SWARAMANDAR.com, MAJENE – Museum Mandar Majene resmi meluncurkan serangkaian publikasi melalui media cetak dan elektronik dalam acara khusus yang digelar aula musium. Langkah ini menjadi bagian dari upaya strategis untuk memperluas jangkauan informasi sejarah dan budaya Mandar, sekaligus memperkuat peran museum sebagai benteng pelestarian warisan budaya daerah dan bangsa.
Acara yang dihadiri oleh pejabat tinggi Dinas Kebudayaan dan Pariwisata Kabupaten Majene serta masyarakat umum tersebut dipandu oleh MC Nisya Auliyah Aco. Pembukaan resmi dilakukan oleh Kepala Dinas, Drs. H. Ahmad Jamaan, M.Si, yang menegaskan bahwa museum bukan hanya tempat penyimpanan benda bersejarah, melainkan juga sarana pendidikan yang menjadi simbol kebanggaan bersama masyarakat Majene.

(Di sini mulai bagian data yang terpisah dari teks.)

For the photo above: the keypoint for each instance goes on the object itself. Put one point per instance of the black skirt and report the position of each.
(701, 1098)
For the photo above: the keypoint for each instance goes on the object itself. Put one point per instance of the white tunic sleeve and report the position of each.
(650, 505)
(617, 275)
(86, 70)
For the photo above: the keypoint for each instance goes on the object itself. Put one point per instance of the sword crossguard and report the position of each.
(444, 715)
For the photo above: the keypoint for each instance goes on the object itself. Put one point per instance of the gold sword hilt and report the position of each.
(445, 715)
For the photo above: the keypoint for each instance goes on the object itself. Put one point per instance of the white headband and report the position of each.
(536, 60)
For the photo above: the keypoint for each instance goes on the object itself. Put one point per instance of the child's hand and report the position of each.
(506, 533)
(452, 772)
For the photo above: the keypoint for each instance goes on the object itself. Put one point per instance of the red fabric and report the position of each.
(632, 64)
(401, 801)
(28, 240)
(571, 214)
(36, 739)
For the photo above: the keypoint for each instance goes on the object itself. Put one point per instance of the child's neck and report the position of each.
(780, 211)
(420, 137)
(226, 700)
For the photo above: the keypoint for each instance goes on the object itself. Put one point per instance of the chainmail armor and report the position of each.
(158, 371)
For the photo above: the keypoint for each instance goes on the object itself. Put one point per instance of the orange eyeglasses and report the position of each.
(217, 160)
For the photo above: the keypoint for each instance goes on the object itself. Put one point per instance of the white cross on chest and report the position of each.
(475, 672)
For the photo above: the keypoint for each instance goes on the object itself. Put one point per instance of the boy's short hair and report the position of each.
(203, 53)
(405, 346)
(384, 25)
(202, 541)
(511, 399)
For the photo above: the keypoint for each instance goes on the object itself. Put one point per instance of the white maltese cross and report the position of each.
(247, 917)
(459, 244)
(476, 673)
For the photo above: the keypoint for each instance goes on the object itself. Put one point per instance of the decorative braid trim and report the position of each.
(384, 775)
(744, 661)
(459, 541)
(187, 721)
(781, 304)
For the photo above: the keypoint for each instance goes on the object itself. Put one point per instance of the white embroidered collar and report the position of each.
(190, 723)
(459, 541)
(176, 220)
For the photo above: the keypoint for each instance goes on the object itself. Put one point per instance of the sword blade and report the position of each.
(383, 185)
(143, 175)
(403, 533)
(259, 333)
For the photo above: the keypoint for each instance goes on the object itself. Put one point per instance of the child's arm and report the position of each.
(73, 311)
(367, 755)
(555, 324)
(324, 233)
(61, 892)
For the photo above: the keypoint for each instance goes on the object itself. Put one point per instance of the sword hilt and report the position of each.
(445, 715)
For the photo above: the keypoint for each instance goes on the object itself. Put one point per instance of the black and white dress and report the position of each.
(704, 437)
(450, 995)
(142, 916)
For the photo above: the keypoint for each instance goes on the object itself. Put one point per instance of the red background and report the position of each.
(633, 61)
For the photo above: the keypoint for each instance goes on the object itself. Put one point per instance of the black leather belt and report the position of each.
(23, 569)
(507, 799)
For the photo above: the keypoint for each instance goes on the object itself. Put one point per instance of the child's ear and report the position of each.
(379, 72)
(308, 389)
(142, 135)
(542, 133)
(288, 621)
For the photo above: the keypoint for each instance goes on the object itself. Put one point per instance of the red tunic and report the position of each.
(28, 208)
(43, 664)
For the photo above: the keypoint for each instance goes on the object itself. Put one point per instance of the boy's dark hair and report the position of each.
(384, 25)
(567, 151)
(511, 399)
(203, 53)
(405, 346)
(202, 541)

“Kita perlu menjadikan sejarah dan budaya Mandar lebih dekat dengan semua kalangan, tidak hanya sebagai milik sebagian orang,” ucap beliau dalam sambutannya.
Pada sesi pemaparan materi, Sekretaris Dinas, Muhammad Afiat Mulwan, S.T., M.T, yang dibantu moderator Muhammad Irsan, M.M, menguraikan berbagai strategi penyebaran konten museum. Mulai dari buku panduan, brosur edukatif hingga platform digital yang memudahkan akses informasi koleksi dan nilai-nilai budaya Mandar bagi khalayak luas, termasuk generasi muda.

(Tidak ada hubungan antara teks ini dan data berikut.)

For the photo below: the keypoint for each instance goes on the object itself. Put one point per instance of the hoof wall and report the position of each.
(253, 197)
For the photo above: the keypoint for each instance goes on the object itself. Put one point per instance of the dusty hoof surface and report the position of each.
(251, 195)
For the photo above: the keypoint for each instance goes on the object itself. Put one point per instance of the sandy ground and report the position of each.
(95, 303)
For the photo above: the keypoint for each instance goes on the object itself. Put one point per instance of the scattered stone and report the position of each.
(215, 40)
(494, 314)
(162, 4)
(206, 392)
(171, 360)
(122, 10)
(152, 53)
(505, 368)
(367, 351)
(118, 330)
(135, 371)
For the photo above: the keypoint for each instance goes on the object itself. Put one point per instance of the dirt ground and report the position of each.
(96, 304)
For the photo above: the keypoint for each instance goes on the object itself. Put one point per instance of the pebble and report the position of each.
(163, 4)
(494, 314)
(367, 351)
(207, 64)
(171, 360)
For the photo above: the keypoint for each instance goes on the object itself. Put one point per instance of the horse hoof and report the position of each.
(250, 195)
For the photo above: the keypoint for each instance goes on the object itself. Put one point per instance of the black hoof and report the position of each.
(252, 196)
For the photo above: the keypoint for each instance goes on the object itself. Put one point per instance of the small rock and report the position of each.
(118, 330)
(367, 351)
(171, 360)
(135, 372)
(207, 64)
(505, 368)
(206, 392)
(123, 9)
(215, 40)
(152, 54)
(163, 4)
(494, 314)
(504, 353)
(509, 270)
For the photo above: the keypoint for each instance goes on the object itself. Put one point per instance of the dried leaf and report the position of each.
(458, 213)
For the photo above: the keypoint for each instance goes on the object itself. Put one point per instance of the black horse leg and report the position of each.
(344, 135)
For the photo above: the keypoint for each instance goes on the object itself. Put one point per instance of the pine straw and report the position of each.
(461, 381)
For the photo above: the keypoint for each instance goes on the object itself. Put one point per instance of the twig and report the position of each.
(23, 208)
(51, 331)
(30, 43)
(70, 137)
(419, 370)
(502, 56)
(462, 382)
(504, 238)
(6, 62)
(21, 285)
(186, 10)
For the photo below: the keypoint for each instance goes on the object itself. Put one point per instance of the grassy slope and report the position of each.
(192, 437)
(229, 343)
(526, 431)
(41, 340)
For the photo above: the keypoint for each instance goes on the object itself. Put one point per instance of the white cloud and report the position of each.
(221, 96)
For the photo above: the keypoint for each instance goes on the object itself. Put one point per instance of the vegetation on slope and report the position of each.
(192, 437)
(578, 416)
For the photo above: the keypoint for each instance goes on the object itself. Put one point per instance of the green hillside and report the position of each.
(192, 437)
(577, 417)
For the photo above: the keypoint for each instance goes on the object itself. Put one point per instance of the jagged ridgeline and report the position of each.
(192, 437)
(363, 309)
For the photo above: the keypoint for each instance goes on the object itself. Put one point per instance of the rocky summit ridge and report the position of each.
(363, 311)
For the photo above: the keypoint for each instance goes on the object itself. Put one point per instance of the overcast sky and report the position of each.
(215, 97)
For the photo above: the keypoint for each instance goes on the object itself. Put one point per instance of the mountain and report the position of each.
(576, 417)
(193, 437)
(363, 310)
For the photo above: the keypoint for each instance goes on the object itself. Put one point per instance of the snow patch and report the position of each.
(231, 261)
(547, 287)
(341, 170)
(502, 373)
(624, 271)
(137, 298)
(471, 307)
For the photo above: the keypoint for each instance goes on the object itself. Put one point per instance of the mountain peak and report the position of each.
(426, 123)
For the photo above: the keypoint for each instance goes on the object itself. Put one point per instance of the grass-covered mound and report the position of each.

Kepala Museum Mandar Majene, Suzanna, Sos., menambahkan bahwa dukungan penuh diberikan untuk memastikan publikasi ini dapat benar-benar memberikan manfaat. “Harapannya, dengan publikasi yang beragam bentuk ini, minat masyarakat terhadap kekayaan budaya Mandar akan semakin meningkat, sehingga kita bisa bersama-sama menjaga dan mengembangkannya,” ujarnya.
Acara ditutup dengan harapan bahwa langkah ini akan menjadi tonggak awal dalam memperkuat peran museum sebagai pusat pendidikan budaya yang inklusif dan relevan dengan perkembangan zaman.